State Treasurer Beth Pearce is planning to work with lawmakers this year to set up a program to bring retirement savings plans to more Vermonters.

The program Pearce is pitching was recommended in a report last week from the Public Retirement Study Committee, which is made up of public and private sector employees. The committee recommended a retirement program that small businesses – those with 50 employees or fewer – could opt into, allowing their employees to set aside part of their pay, pre-tax, for retirement.

The the vast majority of Vermont companies have 50 or fewer employees, according to Pearce.

Pearce said retirement savings isn’t just important for individuals. If Vermont’s retirees are in better financial situations, she says, they’ll be actively fueling the economy with their spending, as opposed to worse-off retirees who spend relatively little money and sometimes require public assistance to meet basic needs.

“When you do not have adequate resources in retirement, individuals are more depending on state resources for financial assistance,” she said. “On the other hand, if you do have adequate income in retirement, you buy goods and services, you’re helping create employment, you’re part of the economic generator. So good stewardship in terms of planning for retirement is good for the individual and it’s good for the state.”

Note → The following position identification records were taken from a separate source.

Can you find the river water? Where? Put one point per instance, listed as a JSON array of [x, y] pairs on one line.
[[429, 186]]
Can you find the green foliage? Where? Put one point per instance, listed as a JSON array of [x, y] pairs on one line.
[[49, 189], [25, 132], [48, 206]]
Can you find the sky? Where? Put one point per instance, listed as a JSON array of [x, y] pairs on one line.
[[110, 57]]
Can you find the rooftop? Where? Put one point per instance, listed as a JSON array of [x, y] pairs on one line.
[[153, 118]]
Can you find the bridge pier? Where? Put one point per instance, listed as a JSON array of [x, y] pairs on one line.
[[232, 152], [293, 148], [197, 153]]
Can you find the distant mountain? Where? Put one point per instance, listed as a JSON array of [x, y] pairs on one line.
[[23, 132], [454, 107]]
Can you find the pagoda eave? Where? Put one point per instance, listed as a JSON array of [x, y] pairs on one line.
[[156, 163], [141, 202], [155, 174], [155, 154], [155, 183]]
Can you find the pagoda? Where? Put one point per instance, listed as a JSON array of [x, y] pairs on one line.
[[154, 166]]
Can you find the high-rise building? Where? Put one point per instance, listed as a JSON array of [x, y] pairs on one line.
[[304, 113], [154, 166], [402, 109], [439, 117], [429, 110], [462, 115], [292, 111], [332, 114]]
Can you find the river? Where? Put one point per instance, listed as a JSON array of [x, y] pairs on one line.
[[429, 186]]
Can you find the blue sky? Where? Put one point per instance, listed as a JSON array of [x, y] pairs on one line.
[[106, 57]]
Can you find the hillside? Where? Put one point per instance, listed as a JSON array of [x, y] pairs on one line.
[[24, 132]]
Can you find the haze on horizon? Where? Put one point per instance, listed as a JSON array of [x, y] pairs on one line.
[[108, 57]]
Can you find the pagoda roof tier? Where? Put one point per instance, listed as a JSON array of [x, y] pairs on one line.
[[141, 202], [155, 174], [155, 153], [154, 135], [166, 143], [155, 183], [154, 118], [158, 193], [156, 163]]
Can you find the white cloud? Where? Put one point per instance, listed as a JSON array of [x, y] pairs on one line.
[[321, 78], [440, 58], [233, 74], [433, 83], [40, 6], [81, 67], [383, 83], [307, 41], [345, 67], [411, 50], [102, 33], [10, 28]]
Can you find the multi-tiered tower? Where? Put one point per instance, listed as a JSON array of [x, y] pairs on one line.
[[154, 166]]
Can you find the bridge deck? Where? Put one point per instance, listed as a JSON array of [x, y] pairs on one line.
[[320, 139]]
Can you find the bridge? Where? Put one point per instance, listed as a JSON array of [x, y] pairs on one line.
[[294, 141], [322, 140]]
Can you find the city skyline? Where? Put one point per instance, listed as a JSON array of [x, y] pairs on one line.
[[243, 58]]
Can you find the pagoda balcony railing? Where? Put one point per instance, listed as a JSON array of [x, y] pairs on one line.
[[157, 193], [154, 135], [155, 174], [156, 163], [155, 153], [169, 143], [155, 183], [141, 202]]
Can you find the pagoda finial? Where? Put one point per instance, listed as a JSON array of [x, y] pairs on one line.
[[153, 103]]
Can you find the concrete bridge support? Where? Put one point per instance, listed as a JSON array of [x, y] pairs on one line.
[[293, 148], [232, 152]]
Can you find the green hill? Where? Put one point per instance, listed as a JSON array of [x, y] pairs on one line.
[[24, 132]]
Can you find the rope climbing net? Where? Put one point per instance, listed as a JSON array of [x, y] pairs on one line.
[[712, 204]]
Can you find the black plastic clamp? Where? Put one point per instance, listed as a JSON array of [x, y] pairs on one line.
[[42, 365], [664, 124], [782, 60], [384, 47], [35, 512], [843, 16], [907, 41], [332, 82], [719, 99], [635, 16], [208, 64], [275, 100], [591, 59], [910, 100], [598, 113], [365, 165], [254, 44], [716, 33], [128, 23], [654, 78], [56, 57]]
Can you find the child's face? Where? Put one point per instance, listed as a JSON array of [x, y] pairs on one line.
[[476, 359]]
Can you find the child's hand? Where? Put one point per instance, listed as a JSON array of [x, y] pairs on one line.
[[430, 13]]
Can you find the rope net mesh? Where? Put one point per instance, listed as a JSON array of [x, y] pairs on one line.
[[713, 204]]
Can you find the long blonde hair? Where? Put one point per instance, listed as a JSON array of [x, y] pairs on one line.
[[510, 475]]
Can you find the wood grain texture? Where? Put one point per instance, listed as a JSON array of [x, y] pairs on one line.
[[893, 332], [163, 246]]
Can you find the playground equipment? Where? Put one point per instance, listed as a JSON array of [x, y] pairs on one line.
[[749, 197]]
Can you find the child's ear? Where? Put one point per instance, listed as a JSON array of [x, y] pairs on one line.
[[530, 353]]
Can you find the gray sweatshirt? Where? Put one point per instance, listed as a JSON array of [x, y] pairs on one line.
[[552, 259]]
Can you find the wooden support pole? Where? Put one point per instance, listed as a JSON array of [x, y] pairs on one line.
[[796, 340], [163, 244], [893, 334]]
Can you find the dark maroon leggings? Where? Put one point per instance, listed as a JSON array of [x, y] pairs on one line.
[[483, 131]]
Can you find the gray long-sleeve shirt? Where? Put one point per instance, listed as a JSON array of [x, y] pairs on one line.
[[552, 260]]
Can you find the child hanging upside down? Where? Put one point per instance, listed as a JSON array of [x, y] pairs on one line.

Pearce’s office released a report from the Center for Retirement Initiatives at Georgetown University’s McCourt School of Public Policy that helped inform the Public Retirement Study Committee’s recommendation.

The report cites data from AARP which says that about 45 percent of privately-employed workers in Vermont – 104,000 people – don’t have access to an employer-sponsored retirement plan. The numbers are worse for black and Hispanic Vermonters, more than half of whom lack access to employer-sponsored retirement plans.

"One of the barriers with smaller employers are the administrative requirements. They'd like to provide retirement programs, but ... they do not have the administrative capacity to provide retirement plans." - Treasurer Beth Pearce

The report also says the majority of workers at companies with fewer than 50 employees don’t have access to employer-sponsored plans. The program Pearce hopes to create with the Legislature is designed to help workers at those businesses.

“One of the barriers with smaller employers are the administrative requirements,” Pearce said. “They’d like to provide retirement programs, but they’re working very hard on their businesses, they’re working 24/7 to do the line of business and they do not have the administrative capacity to provide retirement plans.”

Pearce says a state-organized program operated by a contracted administrator would take some of the paperwork burden off of employers while still providing an attractive retirement program for workers.

“What we were proposing is to create a multiple-employer plan on a voluntary basis, so that if employers so choose, they may participate in the program to provide a retirement option to their employees,” Pearce said.

Pearce said the cost of running the public retirement program would be covered by fees paid by participants, and participants would also get help with financial literacy to make more informed decisions about managing their money.

The Public Retirement Study Committee will be working with lawmakers this spring to develop legislation to make the proposal into a reality.

“We will be presenting this to committees over at the General Assembly this year, working closely with Gov Ops [Government Operations committee], Commerce committees, economic development, and hopefully develop some enabling legislation this year to move forward,” Pearce said.

Pearce said the plan calls for a state board to oversee the administration of the public retirement plan, though the state would hire a contractor to run the day-to-day operation of the program.